Maximum Flow Minimum Cut

Introduction

Max flow min cut problems have multidisciplinary applications and commonly discussed due to pedagogical purposes. The problem is to maximize the flow (or throughput) of some quantity such as network data from a given source node to a destination node subject to capacity constraints between the nodes in the graph. This problem is an LP problem which has a natural conic formulation.

How to run the example

Ensure that you have ConicSolve installed. This can be installed as follows:

julia> ]
pkg> activate .
pkg> add ConicSolve
julia> exit()

Run the example from the command line

julia example.jl

Explanation

Assume we have the network graph below: Network Flow

The adjacency matrix can be formed from the non-zero entries in the matrix of maximum capacities between nodes, i.e.
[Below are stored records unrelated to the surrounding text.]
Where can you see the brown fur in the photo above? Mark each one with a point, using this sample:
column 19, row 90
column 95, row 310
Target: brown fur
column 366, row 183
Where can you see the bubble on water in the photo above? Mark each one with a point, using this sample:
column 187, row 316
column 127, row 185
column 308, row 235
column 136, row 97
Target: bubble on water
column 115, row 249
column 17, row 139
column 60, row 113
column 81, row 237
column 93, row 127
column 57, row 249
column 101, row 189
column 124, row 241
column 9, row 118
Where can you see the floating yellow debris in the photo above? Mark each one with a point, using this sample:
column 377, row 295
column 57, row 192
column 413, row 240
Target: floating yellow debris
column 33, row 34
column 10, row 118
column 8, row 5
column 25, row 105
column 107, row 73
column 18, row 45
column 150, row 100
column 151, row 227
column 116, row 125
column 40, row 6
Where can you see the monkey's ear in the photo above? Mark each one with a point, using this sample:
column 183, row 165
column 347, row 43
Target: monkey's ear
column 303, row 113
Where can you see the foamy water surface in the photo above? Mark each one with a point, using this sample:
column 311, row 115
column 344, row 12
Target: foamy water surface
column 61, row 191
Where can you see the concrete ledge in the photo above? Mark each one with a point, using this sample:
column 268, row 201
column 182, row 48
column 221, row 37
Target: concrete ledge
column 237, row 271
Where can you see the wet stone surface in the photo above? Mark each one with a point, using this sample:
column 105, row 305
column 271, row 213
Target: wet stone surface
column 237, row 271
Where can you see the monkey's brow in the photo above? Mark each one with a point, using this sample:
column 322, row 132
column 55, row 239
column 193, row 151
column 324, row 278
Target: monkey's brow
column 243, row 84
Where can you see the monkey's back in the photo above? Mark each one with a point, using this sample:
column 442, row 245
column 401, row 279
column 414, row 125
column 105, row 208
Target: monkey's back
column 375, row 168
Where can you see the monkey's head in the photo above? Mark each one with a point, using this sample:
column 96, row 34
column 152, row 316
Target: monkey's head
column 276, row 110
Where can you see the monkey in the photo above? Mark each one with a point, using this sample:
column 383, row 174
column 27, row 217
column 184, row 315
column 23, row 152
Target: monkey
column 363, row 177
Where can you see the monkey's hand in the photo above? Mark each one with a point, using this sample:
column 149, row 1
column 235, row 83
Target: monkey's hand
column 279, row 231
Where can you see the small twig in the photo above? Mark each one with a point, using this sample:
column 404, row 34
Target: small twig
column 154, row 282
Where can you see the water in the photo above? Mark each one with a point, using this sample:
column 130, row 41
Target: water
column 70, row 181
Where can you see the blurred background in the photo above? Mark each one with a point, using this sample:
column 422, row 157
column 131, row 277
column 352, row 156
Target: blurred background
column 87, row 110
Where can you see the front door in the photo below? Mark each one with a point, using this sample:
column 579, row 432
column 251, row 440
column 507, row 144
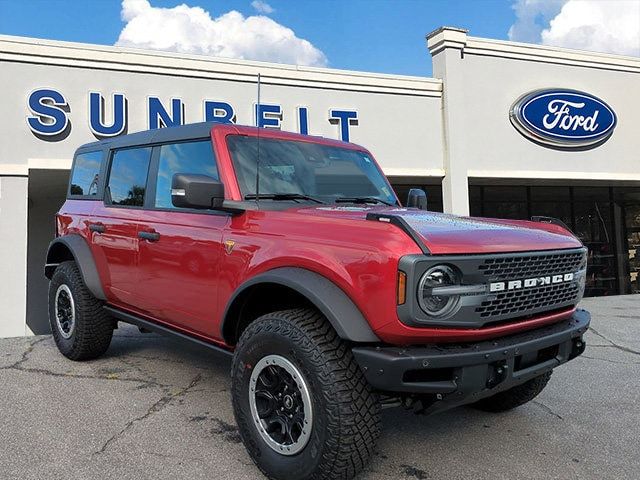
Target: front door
column 180, row 249
column 114, row 225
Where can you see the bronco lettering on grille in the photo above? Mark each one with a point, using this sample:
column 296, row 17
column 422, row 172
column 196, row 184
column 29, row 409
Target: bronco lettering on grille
column 530, row 282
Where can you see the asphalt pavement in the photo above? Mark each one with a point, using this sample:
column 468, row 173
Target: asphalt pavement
column 158, row 408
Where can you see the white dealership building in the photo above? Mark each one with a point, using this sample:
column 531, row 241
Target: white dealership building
column 503, row 129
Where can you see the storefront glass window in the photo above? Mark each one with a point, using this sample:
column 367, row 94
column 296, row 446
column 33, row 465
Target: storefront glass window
column 606, row 219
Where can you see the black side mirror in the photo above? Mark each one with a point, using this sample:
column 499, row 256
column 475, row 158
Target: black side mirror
column 417, row 198
column 196, row 191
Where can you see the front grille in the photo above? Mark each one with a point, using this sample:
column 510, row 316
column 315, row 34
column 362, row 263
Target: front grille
column 523, row 301
column 528, row 266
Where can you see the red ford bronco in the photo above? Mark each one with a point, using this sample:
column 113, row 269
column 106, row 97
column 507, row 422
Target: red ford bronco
column 292, row 253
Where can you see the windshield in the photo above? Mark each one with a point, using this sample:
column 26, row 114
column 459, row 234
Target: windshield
column 291, row 167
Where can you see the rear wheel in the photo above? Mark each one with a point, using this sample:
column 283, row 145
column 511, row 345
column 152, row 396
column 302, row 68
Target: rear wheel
column 302, row 405
column 514, row 397
column 81, row 328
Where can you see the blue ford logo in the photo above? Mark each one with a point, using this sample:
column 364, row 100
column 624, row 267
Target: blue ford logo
column 563, row 118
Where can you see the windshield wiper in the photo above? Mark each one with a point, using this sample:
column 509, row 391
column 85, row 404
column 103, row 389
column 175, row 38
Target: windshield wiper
column 363, row 200
column 282, row 196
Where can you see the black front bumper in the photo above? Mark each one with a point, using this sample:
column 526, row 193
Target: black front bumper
column 452, row 375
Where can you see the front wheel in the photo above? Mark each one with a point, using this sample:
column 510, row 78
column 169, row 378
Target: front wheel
column 81, row 328
column 302, row 404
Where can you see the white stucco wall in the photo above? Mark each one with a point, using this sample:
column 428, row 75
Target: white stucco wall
column 482, row 80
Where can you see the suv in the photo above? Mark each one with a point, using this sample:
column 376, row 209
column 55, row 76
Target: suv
column 293, row 254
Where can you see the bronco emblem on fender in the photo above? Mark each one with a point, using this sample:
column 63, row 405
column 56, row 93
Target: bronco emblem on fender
column 228, row 246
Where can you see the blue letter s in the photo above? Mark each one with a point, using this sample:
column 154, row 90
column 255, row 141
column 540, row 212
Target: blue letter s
column 49, row 112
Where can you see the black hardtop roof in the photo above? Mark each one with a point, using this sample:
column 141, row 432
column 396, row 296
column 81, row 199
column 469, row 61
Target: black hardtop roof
column 160, row 135
column 193, row 131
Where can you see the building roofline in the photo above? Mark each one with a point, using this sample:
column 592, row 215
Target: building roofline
column 33, row 50
column 448, row 37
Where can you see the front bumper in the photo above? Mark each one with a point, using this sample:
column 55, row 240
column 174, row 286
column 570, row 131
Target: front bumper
column 456, row 374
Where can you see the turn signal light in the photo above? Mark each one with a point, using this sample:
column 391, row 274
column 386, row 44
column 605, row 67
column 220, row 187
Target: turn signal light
column 402, row 287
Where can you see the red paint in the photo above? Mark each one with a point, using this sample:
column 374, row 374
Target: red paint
column 186, row 279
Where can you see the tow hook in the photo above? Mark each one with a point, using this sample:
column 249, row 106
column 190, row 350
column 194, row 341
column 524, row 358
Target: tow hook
column 497, row 373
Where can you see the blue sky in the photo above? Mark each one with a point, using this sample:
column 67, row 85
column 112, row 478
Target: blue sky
column 371, row 35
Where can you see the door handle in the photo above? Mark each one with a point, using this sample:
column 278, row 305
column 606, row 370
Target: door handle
column 149, row 236
column 97, row 227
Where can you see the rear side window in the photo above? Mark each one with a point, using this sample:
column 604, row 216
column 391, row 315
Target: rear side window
column 128, row 177
column 86, row 174
column 188, row 157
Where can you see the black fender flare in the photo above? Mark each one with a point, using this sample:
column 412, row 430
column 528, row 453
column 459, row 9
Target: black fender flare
column 345, row 317
column 83, row 257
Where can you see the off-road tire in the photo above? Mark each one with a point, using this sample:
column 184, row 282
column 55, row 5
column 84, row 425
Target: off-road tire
column 93, row 327
column 514, row 397
column 346, row 412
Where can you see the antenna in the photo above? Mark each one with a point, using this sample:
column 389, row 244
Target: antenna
column 258, row 114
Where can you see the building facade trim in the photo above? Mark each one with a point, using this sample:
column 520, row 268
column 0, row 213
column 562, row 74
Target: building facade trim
column 144, row 61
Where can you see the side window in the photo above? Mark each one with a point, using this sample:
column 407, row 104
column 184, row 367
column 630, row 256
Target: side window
column 86, row 174
column 128, row 177
column 188, row 157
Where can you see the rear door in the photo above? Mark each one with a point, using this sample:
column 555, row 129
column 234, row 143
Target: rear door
column 180, row 253
column 114, row 223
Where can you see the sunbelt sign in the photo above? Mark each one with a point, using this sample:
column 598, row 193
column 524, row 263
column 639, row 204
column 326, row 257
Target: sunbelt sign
column 50, row 115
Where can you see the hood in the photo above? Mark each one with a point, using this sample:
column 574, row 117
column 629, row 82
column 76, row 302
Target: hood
column 448, row 234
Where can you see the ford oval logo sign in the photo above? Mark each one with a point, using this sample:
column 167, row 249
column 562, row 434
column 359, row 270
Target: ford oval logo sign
column 563, row 118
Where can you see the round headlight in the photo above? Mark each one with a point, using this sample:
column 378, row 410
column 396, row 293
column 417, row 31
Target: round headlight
column 437, row 305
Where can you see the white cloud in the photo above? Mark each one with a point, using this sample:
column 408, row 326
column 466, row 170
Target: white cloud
column 262, row 7
column 532, row 16
column 611, row 26
column 188, row 29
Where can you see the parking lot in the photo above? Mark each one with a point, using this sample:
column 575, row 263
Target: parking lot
column 157, row 408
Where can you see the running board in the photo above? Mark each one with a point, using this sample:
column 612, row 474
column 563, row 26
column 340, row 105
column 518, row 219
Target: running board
column 139, row 322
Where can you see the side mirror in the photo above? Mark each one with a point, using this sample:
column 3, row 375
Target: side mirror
column 417, row 198
column 196, row 191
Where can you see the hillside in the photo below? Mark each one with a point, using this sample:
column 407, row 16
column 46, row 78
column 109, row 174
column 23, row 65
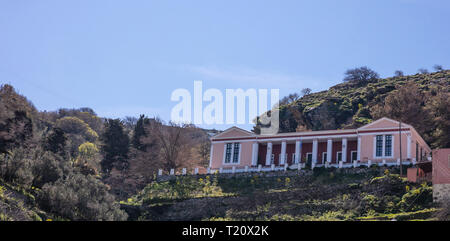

\[G = \begin{bmatrix} 0 & 3 & 2 & 2 & 0 & 0 & 0 & 0 \\ 0 & 0 & 0 & 0 & 5 & 1 & 0 & 0 \\ 0 & 0 & 0 & 0 & 1 & 3 & 1 & 0 \\ 0 & 0 & 0 & 0 & 0 & 1 & 0 & 0 \\ 0 & 0 & 0 & 0 & 0 & 0 & 0 & 4 \\ 0 & 0 & 0 & 0 & 0 & 0 & 0 & 2 \\ 0 & 0 & 0 & 0 & 0 & 0 & 0 & 4 \\ 0 & 0 & 0 & 0 & 0 & 0 & 0 & 0 \end{bmatrix}\]

For example, the (1, 2) entry corresponds to a capacity of 3 and a minimum capacity of 2 from node 1 (row 1) to node 2 (column 2).

Similarly an adjacency matrix can be formed for the minimum capacities between nodes, i.e.

\[min_G = \begin{bmatrix} 0 & 2 & 2 & 2 & 0 & 0 & 0 & 0 \\ 0 & 0 & 0 & 0 & 2 & 0 & 0 & 0 \\ 0 & 0 & 0 & 0 & 0 & 2 & 0 & 0 \\ 0 & 0 & 0 & 0 & 0 & 0 & 0 & 0 \\ 0 & 0 & 0 & 0 & 0 & 0 & 0 & 0 \\ 0 & 0 & 2 & 0 & 0 & 0 & 0 & 0 \\ 0 & 0 & 0 & 0 & 0 & 0 & 0 & 0 \\ 0 & 0 & 0 & 0 & 0 & 0 & 0 & 0 \end{bmatrix}\]

We need to define the set of flow conservation constraints, i.e. the sum of the flows into a node must equal the sum of the flows out of a node except for the source node and destination node. The notation $I_{m->n}$ will determine the variables concerned. E.g. the conservation of flow for node 2 can be expressed as:

\[I_{1->2}*x_{1->2} = I_{2->5}*x_{2->5} + I_{2->6}*x_{2->6}\]

Data Acquisition

This is a simple toy problem setup. No data has been imported in this example.

Solve the problem

(i) We create a ConeQP object that represents the LP problem to solve cone_qp = get_qp(G, min_G).

(ii) We pass the ConeQP object to the solver solver = Solver(cone_qp).

(iii) Then when we're ready we call run_solver passing the solver object run_solver(solver)`.

(iv) We can access the solution by accessing the primal solution from the solver x = get_solution(solver).